New Violence Prevention Programme to push for safer neighbourhoods

A Violence Prevention Programme was launched on Friday by the programme implementation unit of the Ministry of Home Affairs’ Citizen Security Pro-gramme (CSP) in an effort to create safer neighbourhoods.

This initiative falls under the Community Action Component (CAC) of the CSP, particularly targeting disadvantaged youths, a press release from the Government Information Agency (GINA) said.

Minister of Home Affairs, Clement Rohee in his feature address said that in a developing country like Guyana with its share of social and economic problems, programmes of this nature are badly needed and should be supported as far as possible.

Clement Rohee

He noted that the fundamental objective of the CAC is the creation of safer communities in which people are able to work and co-exist without fear of criminal acts, but this is yet to be achieved.

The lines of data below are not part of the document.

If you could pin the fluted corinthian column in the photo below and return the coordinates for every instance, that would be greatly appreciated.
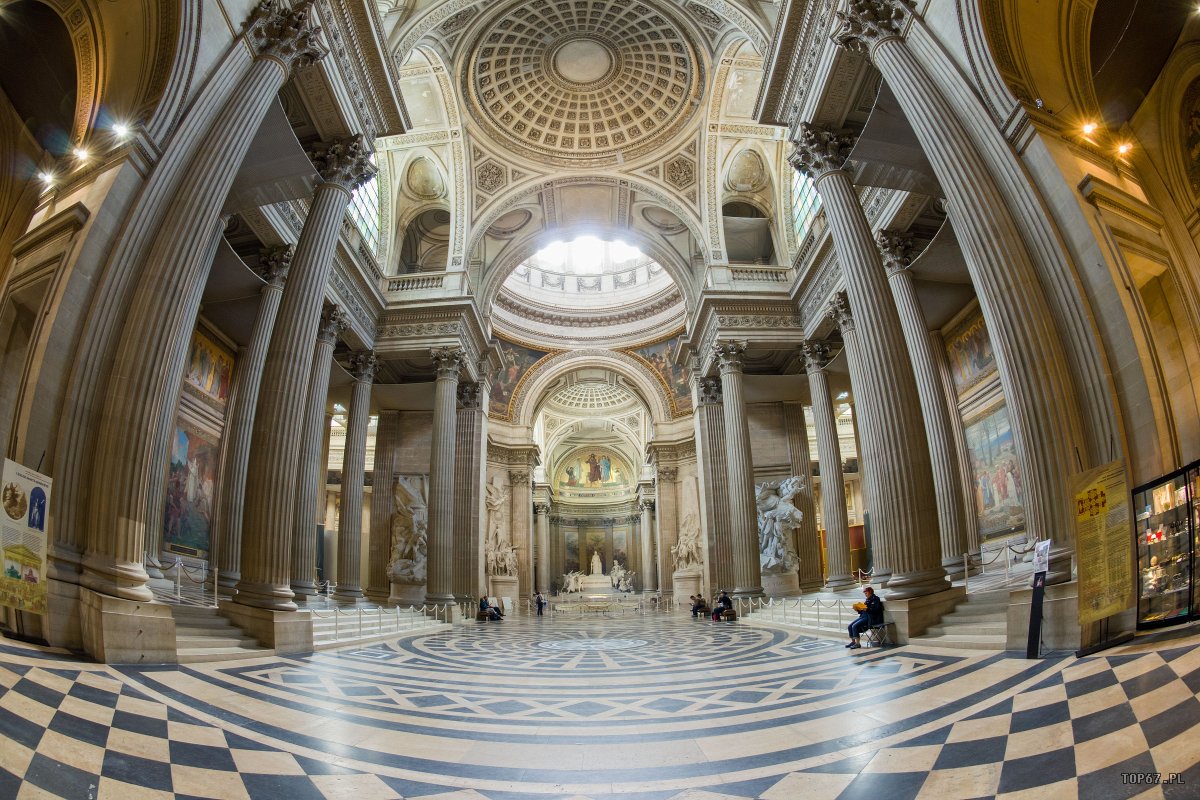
(1031, 359)
(448, 364)
(743, 511)
(541, 581)
(713, 468)
(897, 453)
(833, 486)
(275, 459)
(807, 543)
(881, 561)
(243, 404)
(897, 247)
(382, 505)
(649, 571)
(129, 480)
(354, 464)
(310, 501)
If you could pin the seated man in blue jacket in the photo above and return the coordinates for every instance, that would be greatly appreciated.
(870, 613)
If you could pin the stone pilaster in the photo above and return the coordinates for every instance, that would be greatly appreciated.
(743, 511)
(448, 362)
(275, 459)
(1031, 358)
(471, 473)
(274, 266)
(649, 570)
(354, 463)
(833, 486)
(897, 247)
(808, 545)
(383, 504)
(713, 468)
(895, 459)
(136, 420)
(313, 462)
(521, 498)
(541, 575)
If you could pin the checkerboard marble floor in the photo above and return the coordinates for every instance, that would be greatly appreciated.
(649, 708)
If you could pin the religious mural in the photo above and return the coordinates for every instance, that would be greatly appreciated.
(997, 479)
(970, 353)
(191, 479)
(660, 358)
(1191, 118)
(516, 360)
(209, 368)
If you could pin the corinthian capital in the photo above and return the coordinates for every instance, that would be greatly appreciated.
(865, 23)
(448, 361)
(286, 35)
(274, 264)
(895, 247)
(816, 355)
(839, 308)
(819, 150)
(731, 355)
(343, 162)
(364, 366)
(333, 323)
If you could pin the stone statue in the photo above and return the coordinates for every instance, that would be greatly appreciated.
(778, 518)
(499, 555)
(409, 524)
(685, 553)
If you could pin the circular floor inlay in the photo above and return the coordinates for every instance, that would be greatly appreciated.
(593, 644)
(582, 60)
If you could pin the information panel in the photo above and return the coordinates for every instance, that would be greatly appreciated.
(24, 499)
(1103, 523)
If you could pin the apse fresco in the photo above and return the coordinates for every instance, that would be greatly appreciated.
(970, 353)
(209, 368)
(191, 479)
(516, 360)
(997, 479)
(660, 356)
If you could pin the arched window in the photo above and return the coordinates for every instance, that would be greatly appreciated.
(805, 204)
(365, 212)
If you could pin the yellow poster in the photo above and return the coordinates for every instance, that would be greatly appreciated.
(1103, 542)
(24, 499)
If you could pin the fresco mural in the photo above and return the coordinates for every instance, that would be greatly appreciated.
(515, 361)
(970, 353)
(997, 479)
(191, 479)
(660, 356)
(209, 368)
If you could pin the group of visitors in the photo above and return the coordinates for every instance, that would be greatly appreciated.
(720, 605)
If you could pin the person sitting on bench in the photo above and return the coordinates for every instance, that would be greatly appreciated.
(870, 614)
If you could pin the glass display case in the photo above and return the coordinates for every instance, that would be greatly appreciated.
(1165, 529)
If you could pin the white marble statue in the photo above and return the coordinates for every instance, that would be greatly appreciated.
(498, 553)
(778, 518)
(685, 552)
(409, 524)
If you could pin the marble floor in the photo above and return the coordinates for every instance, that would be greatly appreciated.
(657, 708)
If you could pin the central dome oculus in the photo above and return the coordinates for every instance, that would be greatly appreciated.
(581, 84)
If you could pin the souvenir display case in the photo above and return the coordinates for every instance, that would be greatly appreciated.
(1165, 529)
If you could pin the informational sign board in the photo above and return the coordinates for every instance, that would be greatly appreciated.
(24, 504)
(1103, 547)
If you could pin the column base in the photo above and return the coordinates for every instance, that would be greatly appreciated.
(280, 630)
(903, 585)
(124, 631)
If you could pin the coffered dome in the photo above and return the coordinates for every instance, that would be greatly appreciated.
(581, 83)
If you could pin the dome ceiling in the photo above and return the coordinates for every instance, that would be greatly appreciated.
(582, 83)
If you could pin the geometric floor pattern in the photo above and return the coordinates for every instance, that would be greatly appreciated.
(655, 708)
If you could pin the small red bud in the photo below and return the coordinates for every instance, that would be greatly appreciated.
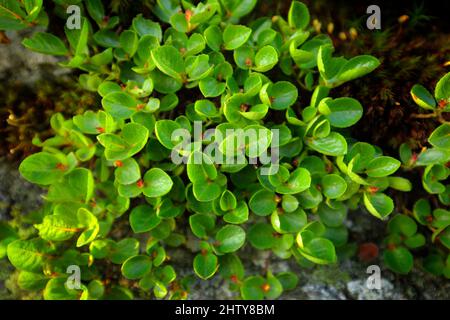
(265, 287)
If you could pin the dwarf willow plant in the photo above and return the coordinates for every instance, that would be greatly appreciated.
(429, 212)
(116, 201)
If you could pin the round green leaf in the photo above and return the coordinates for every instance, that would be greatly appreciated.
(201, 224)
(230, 238)
(205, 265)
(128, 172)
(164, 130)
(332, 216)
(357, 67)
(156, 183)
(213, 37)
(378, 204)
(235, 36)
(298, 15)
(143, 218)
(332, 145)
(261, 236)
(265, 59)
(442, 90)
(342, 112)
(280, 95)
(299, 180)
(136, 267)
(319, 250)
(440, 137)
(333, 186)
(382, 166)
(399, 260)
(46, 43)
(251, 289)
(423, 97)
(43, 168)
(120, 105)
(263, 203)
(169, 61)
(288, 222)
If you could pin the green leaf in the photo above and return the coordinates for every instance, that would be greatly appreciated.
(288, 222)
(28, 255)
(210, 87)
(261, 236)
(265, 59)
(31, 281)
(235, 36)
(213, 37)
(298, 16)
(332, 215)
(179, 22)
(205, 265)
(442, 90)
(147, 27)
(43, 168)
(76, 186)
(132, 139)
(206, 108)
(423, 97)
(96, 10)
(206, 190)
(251, 289)
(280, 95)
(378, 204)
(333, 186)
(382, 166)
(120, 105)
(107, 38)
(263, 202)
(201, 224)
(230, 238)
(156, 183)
(341, 112)
(399, 183)
(288, 280)
(318, 250)
(164, 130)
(128, 172)
(136, 267)
(298, 181)
(143, 218)
(238, 215)
(129, 42)
(123, 250)
(332, 145)
(58, 227)
(357, 67)
(227, 201)
(169, 61)
(46, 43)
(440, 137)
(399, 260)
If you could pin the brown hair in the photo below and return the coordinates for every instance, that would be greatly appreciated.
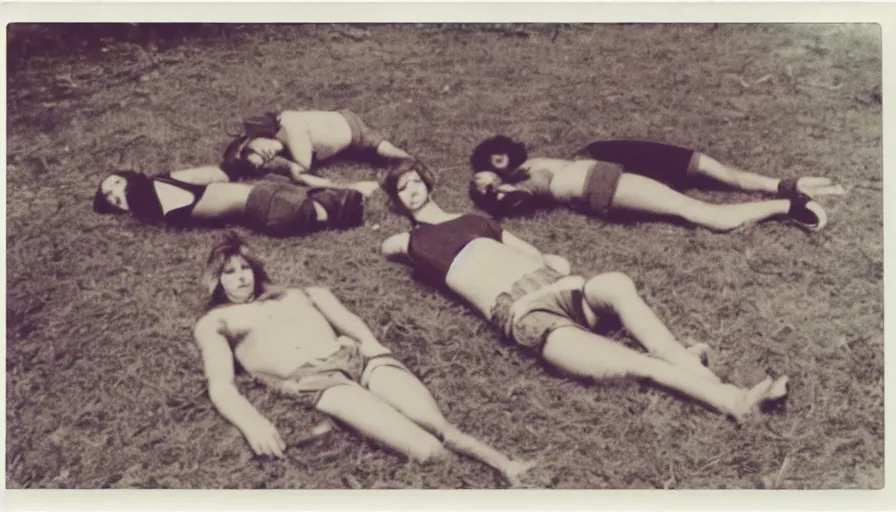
(390, 182)
(231, 245)
(480, 159)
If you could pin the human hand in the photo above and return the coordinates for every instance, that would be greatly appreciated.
(264, 439)
(557, 263)
(365, 187)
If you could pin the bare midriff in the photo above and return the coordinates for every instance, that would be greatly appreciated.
(280, 336)
(222, 201)
(329, 132)
(484, 269)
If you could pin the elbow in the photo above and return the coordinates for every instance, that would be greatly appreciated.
(221, 392)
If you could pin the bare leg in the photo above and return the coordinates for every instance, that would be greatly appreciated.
(615, 292)
(642, 194)
(373, 418)
(407, 394)
(752, 182)
(201, 175)
(586, 354)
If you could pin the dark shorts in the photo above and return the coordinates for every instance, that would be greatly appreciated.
(666, 163)
(600, 188)
(364, 138)
(345, 367)
(279, 209)
(537, 305)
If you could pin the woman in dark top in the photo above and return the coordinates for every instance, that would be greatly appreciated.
(636, 176)
(200, 196)
(532, 299)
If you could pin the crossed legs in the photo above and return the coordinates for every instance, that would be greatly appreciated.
(399, 412)
(749, 181)
(667, 362)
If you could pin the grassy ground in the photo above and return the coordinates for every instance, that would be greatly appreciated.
(104, 384)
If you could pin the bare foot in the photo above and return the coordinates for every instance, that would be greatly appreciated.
(767, 393)
(514, 472)
(365, 187)
(818, 187)
(700, 351)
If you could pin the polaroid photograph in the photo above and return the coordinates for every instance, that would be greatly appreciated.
(478, 255)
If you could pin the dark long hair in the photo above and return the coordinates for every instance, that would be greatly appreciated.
(390, 182)
(234, 162)
(481, 158)
(230, 245)
(513, 203)
(142, 199)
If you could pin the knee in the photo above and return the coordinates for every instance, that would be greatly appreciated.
(711, 216)
(430, 452)
(609, 288)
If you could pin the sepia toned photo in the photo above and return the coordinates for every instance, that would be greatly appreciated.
(444, 255)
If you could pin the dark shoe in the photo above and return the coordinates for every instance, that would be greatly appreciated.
(807, 214)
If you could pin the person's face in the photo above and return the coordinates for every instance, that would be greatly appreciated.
(412, 191)
(113, 189)
(500, 161)
(260, 150)
(238, 279)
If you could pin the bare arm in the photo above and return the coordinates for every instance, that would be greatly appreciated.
(395, 247)
(344, 321)
(217, 360)
(294, 135)
(552, 261)
(201, 175)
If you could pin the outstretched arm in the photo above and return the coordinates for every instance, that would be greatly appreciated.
(344, 321)
(285, 167)
(396, 247)
(201, 175)
(217, 361)
(552, 261)
(294, 135)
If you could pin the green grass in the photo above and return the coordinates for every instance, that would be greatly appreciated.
(104, 383)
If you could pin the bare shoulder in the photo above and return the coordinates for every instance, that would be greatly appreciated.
(317, 293)
(396, 244)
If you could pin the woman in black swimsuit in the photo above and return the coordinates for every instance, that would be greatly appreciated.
(624, 176)
(202, 196)
(532, 299)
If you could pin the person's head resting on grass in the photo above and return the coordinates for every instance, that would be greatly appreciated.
(126, 192)
(499, 154)
(409, 187)
(499, 199)
(233, 274)
(256, 146)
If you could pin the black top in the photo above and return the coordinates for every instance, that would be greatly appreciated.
(433, 247)
(152, 207)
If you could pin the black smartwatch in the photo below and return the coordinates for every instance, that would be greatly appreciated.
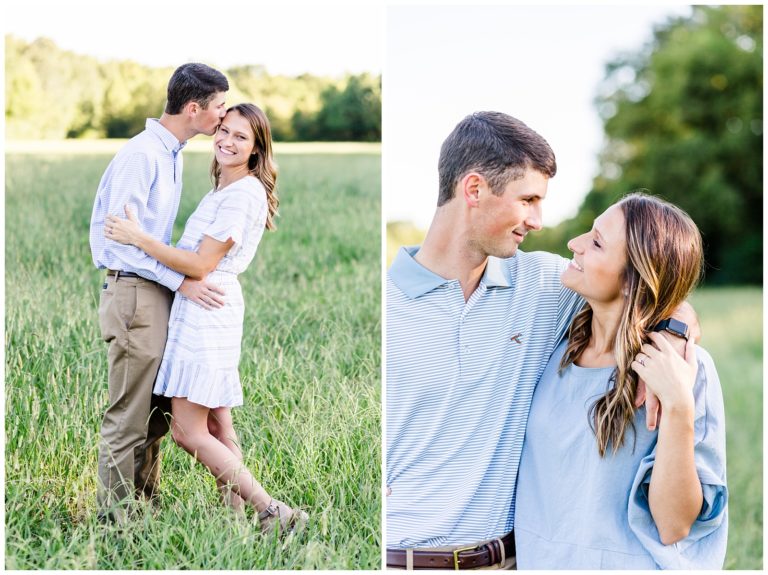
(673, 326)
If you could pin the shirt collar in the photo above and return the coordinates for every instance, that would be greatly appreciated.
(415, 280)
(166, 137)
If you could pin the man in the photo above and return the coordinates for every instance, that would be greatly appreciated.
(471, 324)
(137, 293)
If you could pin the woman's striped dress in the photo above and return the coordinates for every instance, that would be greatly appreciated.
(203, 348)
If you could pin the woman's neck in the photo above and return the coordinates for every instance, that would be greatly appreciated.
(230, 175)
(605, 325)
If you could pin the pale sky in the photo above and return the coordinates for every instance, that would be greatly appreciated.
(541, 64)
(286, 38)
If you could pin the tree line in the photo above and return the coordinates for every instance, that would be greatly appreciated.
(683, 120)
(53, 94)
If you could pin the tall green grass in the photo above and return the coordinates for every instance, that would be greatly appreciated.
(310, 424)
(732, 332)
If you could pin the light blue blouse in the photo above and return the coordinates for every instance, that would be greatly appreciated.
(576, 510)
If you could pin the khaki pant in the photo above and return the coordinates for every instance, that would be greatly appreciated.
(133, 316)
(510, 563)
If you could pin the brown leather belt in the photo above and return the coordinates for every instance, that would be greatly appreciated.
(121, 274)
(483, 555)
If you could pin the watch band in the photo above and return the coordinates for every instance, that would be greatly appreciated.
(673, 326)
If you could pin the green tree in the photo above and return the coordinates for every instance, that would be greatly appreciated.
(683, 119)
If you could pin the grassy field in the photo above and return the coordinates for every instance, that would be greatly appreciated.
(731, 320)
(732, 326)
(310, 427)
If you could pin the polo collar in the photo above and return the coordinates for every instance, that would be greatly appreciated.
(166, 137)
(415, 280)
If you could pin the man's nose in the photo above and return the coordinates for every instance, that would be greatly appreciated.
(533, 221)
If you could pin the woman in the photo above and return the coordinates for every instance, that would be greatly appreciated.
(199, 366)
(597, 490)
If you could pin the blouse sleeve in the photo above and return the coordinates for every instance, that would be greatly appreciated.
(704, 548)
(236, 212)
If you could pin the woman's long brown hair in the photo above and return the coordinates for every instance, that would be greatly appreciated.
(664, 263)
(261, 164)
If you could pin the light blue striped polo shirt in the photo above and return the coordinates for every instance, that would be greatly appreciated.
(460, 378)
(146, 174)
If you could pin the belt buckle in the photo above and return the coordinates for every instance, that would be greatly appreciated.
(456, 555)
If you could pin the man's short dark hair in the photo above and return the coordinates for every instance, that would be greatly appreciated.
(496, 145)
(194, 82)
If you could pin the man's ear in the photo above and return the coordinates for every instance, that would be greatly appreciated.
(470, 187)
(191, 108)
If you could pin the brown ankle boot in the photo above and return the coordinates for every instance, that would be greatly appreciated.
(282, 517)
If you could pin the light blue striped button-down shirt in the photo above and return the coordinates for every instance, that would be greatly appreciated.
(460, 378)
(146, 174)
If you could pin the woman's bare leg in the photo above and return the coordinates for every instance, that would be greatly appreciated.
(190, 431)
(221, 427)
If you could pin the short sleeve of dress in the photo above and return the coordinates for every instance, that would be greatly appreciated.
(237, 210)
(705, 545)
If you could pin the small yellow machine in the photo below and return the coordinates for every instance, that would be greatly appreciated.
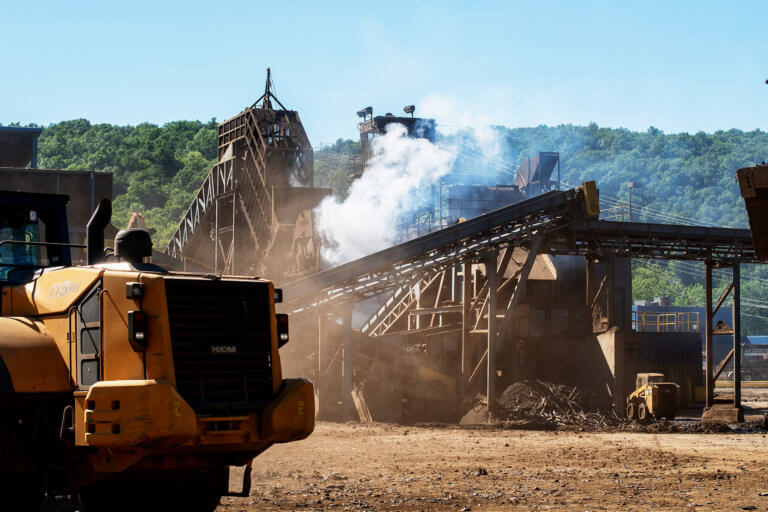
(132, 386)
(653, 398)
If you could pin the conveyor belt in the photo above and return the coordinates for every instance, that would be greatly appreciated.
(560, 215)
(397, 265)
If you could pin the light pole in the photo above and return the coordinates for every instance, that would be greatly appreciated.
(630, 186)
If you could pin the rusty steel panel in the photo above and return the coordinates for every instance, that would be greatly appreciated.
(753, 183)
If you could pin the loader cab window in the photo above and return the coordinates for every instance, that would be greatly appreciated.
(26, 220)
(17, 259)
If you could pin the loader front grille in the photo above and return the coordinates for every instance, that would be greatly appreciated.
(221, 339)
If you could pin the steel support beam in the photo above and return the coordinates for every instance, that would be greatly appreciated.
(492, 311)
(710, 382)
(466, 320)
(737, 335)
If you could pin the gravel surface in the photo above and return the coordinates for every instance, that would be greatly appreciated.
(388, 467)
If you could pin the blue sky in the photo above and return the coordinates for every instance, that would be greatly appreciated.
(679, 66)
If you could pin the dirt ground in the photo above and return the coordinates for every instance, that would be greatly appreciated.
(388, 467)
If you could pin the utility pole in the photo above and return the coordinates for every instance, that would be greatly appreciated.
(630, 186)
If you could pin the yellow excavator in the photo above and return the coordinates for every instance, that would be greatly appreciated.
(653, 399)
(128, 385)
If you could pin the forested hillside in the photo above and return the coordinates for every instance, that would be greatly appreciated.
(156, 169)
(684, 177)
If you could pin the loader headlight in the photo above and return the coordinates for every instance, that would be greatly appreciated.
(137, 330)
(282, 329)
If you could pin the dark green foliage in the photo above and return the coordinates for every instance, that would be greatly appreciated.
(156, 169)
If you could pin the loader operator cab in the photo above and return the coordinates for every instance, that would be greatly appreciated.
(31, 228)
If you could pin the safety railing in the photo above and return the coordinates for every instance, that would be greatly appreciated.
(654, 321)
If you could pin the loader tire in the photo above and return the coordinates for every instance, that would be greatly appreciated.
(188, 494)
(642, 414)
(22, 492)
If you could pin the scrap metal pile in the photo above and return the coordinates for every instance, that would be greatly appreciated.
(555, 404)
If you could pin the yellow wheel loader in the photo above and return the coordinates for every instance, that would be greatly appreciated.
(653, 398)
(126, 384)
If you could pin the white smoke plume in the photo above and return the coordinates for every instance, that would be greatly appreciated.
(454, 119)
(366, 221)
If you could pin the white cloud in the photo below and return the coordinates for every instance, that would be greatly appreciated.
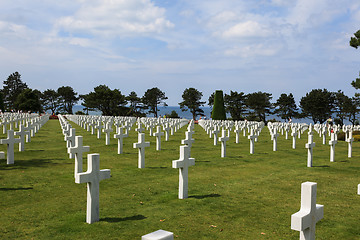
(116, 18)
(246, 29)
(253, 50)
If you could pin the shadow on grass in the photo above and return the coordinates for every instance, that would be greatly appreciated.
(11, 189)
(132, 218)
(23, 164)
(205, 196)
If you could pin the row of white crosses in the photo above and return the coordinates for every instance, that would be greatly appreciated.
(304, 221)
(23, 134)
(213, 129)
(91, 177)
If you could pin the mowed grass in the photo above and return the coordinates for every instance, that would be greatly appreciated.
(241, 196)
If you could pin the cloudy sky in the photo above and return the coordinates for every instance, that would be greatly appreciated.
(276, 46)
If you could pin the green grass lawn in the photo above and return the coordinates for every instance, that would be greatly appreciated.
(241, 196)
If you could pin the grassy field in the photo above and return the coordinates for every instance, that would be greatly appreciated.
(241, 196)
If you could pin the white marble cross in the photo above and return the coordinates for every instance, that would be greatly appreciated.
(139, 129)
(223, 139)
(78, 150)
(252, 137)
(120, 135)
(107, 130)
(10, 141)
(158, 135)
(183, 164)
(28, 134)
(70, 140)
(237, 133)
(349, 140)
(92, 177)
(294, 133)
(310, 213)
(332, 143)
(324, 129)
(188, 141)
(167, 129)
(141, 144)
(21, 133)
(215, 132)
(274, 136)
(310, 145)
(4, 123)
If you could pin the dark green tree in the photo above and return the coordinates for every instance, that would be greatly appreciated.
(356, 83)
(318, 104)
(109, 102)
(355, 41)
(192, 101)
(136, 107)
(50, 100)
(342, 106)
(211, 100)
(235, 105)
(28, 101)
(13, 86)
(173, 114)
(68, 98)
(285, 107)
(259, 104)
(152, 98)
(218, 112)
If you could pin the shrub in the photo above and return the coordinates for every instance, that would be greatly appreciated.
(356, 136)
(218, 112)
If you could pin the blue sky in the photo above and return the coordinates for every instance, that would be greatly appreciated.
(275, 46)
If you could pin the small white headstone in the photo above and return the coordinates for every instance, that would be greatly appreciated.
(223, 139)
(158, 235)
(78, 150)
(310, 213)
(183, 164)
(332, 144)
(92, 177)
(349, 140)
(310, 145)
(10, 141)
(158, 135)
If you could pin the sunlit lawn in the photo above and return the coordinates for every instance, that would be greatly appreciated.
(241, 196)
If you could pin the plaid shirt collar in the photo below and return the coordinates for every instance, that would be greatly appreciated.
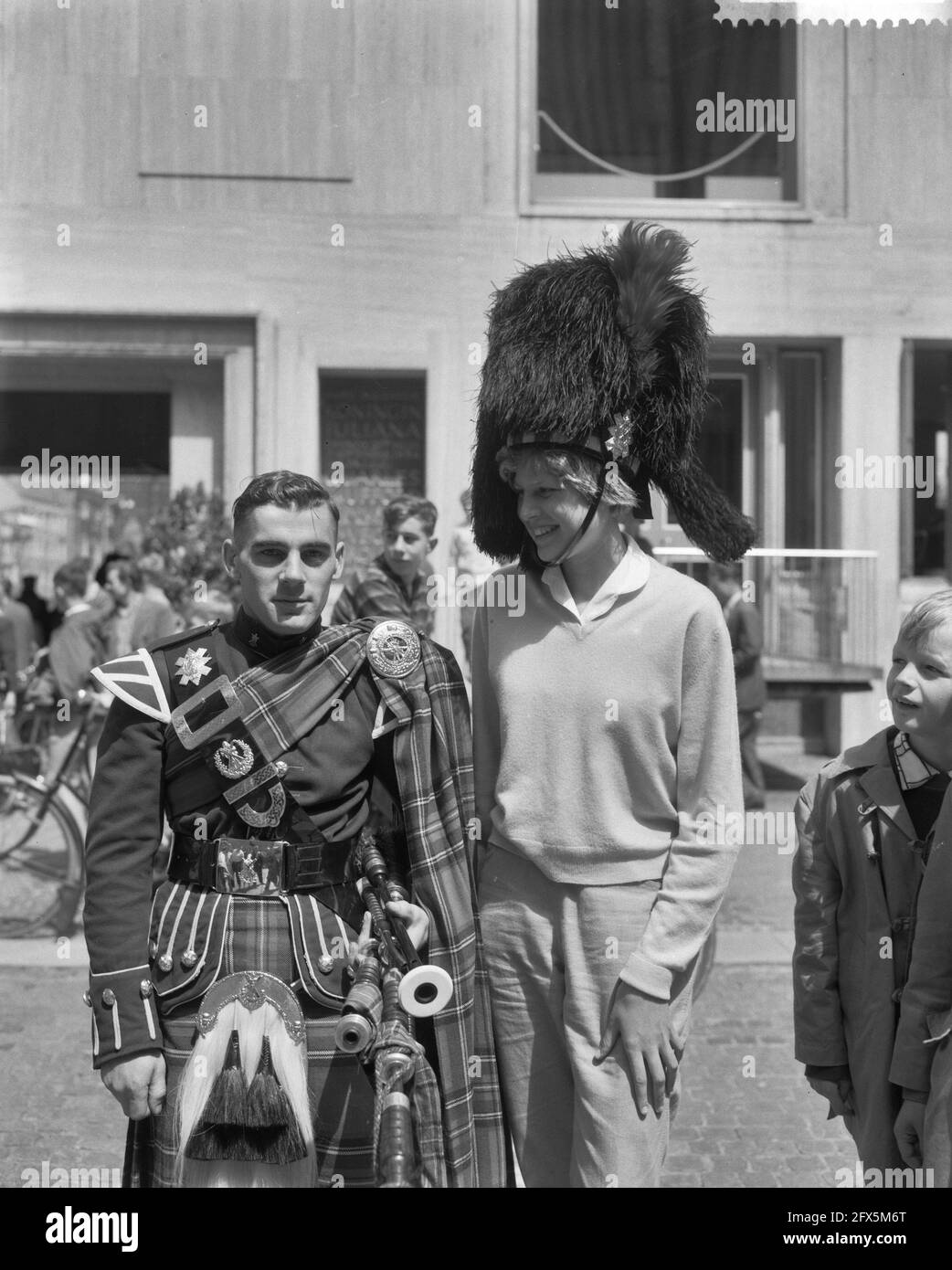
(913, 770)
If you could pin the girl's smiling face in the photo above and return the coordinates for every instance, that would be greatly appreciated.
(919, 686)
(550, 510)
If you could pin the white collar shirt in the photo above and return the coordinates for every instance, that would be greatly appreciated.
(628, 577)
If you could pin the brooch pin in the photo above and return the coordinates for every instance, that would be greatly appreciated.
(195, 664)
(394, 649)
(619, 435)
(234, 758)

At the media launch at the Grand Coastal Inn, Le Ressouvenir, East Coast Demerara, Rohee said that the violence programme, whether it takes the form of seminars or workshops, must not be seen in isolation from the other sub-components of the CAC, which includes skills and vocational training programmes and the rapid impact project among others.

And unlike the skills training programme, which is specifically tailored to suit the needs of a specific group of young people, the violence prevention programme is a much more broad-based as it includes the entire neighbourhood, not just youths.

Youths who have already graduated from the skills training programme are also a part of this violence prevention initiative, the release added.

Meanwhile, Rohee warned against stereotyping and said that not because an individual comes from a certain community means that he/she is a criminal or a social deviant; likewise not because a person is a school dropout means that he/she is doomed to fail in all future endeavours.

He told the consultants who are tasked with implementing the programme in the various communities that, “you are making a positive contribution but there are other things that have to be done in terms of economic and social interventions which will lead to the creation of job opportunities…and government has responsibilities that it is committed (to) fulfilling in this regard.”